Both of these operations had calculated takt time using every available minute in the day. (Shift Length – Breaks etc.) Further, they had a fairly primitive implementation of andon and escalation: The line stop time would usually be tacked onto the end of the shift as overtime. (The alternative, in these instances, is to fall behind on production, and it has to be made up sometime.)

So why were people reluctant to call for help? Peer pressure. Anyone engaging the system was forcing overtime for everyone else.

Countermeasure?

On an automobile line, the initial help call does not stop the line immediately. The Team Leader has a limited time to clear the problem and keep the line from stopping. If the problem is not cleared in time, the problem stops the line, not the person who called attention to it. This is subtle, but important. And it gives everyone an incentive to work fast to understand and clear the problem – especially if they know it takes longer to clear the problem if it escapes down-line and more parts get added on top.

There are a number of ways to organize your problem escalation process, but try to remember that the primary issue is human psychology, not technology.

Hoopla – Another Quality Story

As I said in a previous post, I am spending the majority of my time in China right now.

As part of his preparation for attending a corporate class, one of my kaizen specialists was reviewing some of the training materials. From the other side of the cubicle wall he asks “What is ‘hoopla?” Although his English is very good, he is Chinese, and “hoopla” just isn’t a word that they teach in the universities.

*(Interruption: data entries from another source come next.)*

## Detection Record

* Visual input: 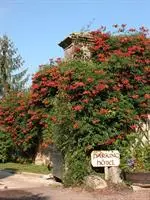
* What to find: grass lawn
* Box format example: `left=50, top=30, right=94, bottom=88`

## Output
left=0, top=163, right=50, bottom=174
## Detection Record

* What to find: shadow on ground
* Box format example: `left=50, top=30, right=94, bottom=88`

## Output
left=0, top=168, right=18, bottom=179
left=0, top=190, right=50, bottom=200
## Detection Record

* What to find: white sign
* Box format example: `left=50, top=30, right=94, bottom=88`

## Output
left=91, top=150, right=120, bottom=167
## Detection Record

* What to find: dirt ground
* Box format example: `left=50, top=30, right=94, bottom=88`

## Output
left=0, top=186, right=150, bottom=200
left=0, top=171, right=150, bottom=200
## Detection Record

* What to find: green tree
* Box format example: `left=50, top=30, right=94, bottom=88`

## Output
left=0, top=35, right=28, bottom=96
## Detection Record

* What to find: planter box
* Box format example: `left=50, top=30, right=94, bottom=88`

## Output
left=125, top=172, right=150, bottom=184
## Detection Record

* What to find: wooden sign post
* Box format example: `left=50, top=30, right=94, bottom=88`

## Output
left=91, top=150, right=121, bottom=183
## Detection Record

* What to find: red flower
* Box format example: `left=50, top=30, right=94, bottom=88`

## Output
left=130, top=124, right=137, bottom=130
left=72, top=105, right=84, bottom=111
left=99, top=108, right=108, bottom=115
left=144, top=94, right=150, bottom=99
left=73, top=122, right=79, bottom=129
left=50, top=116, right=57, bottom=122
left=131, top=94, right=139, bottom=99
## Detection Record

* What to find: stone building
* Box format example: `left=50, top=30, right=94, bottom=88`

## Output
left=58, top=32, right=93, bottom=60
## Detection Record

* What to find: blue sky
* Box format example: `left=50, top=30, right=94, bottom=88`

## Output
left=0, top=0, right=150, bottom=82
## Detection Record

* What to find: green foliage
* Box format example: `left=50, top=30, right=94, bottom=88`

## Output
left=114, top=133, right=150, bottom=172
left=0, top=35, right=28, bottom=95
left=63, top=148, right=90, bottom=186
left=0, top=162, right=49, bottom=174
left=0, top=131, right=14, bottom=163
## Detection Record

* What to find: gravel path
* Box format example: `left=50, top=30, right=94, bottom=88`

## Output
left=0, top=186, right=150, bottom=200
left=0, top=171, right=150, bottom=200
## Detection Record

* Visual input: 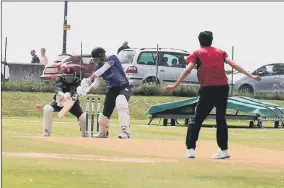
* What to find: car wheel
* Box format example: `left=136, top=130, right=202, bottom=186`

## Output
left=239, top=85, right=254, bottom=93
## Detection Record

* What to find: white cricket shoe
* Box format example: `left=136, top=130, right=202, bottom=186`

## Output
left=212, top=150, right=231, bottom=159
left=184, top=149, right=195, bottom=158
left=94, top=132, right=108, bottom=138
left=82, top=131, right=89, bottom=138
left=42, top=130, right=51, bottom=136
left=118, top=132, right=130, bottom=139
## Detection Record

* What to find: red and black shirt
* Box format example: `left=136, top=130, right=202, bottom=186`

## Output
left=186, top=46, right=228, bottom=87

Now I know for sure he is not the first non-native English speaker to read that material, and I also strongly suspect many before him did not know what “hoopla” means. But the others just made a guess from the context and kept reading.

Derrick, though, applied the first two steps of jidoka – he Detected a problem – something wasn’t right, didn’t meet the standard, or seemed to be in the way. Then he Stopped the process, and called for assistance. Instead of guessing what to do, the Team Member pulled the andon (got his Team Leader’s attention) and pointed out the problem.

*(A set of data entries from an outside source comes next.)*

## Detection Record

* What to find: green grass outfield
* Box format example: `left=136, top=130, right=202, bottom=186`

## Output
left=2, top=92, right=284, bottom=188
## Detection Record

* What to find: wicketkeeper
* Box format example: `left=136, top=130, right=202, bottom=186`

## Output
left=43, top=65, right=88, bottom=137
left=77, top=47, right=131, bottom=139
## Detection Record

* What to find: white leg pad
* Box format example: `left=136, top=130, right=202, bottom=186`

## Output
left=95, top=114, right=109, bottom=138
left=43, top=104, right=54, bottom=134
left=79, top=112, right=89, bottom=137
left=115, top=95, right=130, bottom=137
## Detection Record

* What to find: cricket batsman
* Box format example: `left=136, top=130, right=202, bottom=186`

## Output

The standard in this case is that the person reading the material can understand it, or at least understand the words that are not specifically being explained by the material. In this case, that didn’t happen. “Hoopla” was not understood, so the andon was pulled.

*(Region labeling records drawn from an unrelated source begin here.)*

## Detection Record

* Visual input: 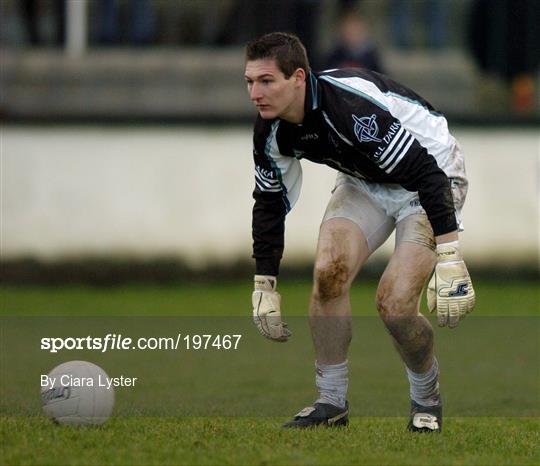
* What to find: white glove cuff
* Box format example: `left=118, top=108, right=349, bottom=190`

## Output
left=253, top=275, right=277, bottom=291
left=437, top=240, right=459, bottom=251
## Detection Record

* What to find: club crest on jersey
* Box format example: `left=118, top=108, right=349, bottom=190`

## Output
left=352, top=114, right=381, bottom=142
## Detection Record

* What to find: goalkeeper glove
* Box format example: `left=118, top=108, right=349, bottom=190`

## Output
left=427, top=241, right=475, bottom=327
left=252, top=275, right=291, bottom=342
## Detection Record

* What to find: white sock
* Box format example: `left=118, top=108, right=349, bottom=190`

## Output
left=315, top=360, right=349, bottom=408
left=405, top=358, right=439, bottom=406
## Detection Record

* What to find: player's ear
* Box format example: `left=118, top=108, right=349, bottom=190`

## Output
left=293, top=68, right=306, bottom=85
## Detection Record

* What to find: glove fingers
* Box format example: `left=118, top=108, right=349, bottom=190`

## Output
left=437, top=309, right=448, bottom=327
left=426, top=274, right=437, bottom=312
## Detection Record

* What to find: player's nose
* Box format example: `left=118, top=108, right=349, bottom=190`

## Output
left=249, top=83, right=262, bottom=101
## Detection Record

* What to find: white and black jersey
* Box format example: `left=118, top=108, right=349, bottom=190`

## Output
left=252, top=69, right=466, bottom=275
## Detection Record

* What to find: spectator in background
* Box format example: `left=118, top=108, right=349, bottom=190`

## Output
left=324, top=10, right=384, bottom=73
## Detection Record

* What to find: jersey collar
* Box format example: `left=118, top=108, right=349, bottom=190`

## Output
left=304, top=71, right=320, bottom=115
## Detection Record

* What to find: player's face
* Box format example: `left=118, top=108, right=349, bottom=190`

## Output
left=245, top=59, right=304, bottom=119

The third step is Fix or correct the problem, restore the standard (without compromising safety or customer quality in any way) and re-start the process. I explained what “hoopla” means, and Derrick could keep reading.

The fourth step is Investigate the Root Cause, Apply a Countermeasure. I sent an email to our training developer and mentioned what has now become “the hoopla incident.” The ensuing discussion among the training developers has resulted in a set of standards and guidelines for writing materials. Among other things, it calls out the need to avoid idioms and slang that might not be understood by non-native speakers. It also addresses other issues which will both make the materials easier for non-native speakers to read and make it easier for translators working to port the material to German, French, Spanish or… Mandarin.

W e should have some hoopla! The process worked – all because someone called out something he didn’t understand instead of just dealing with it on his own.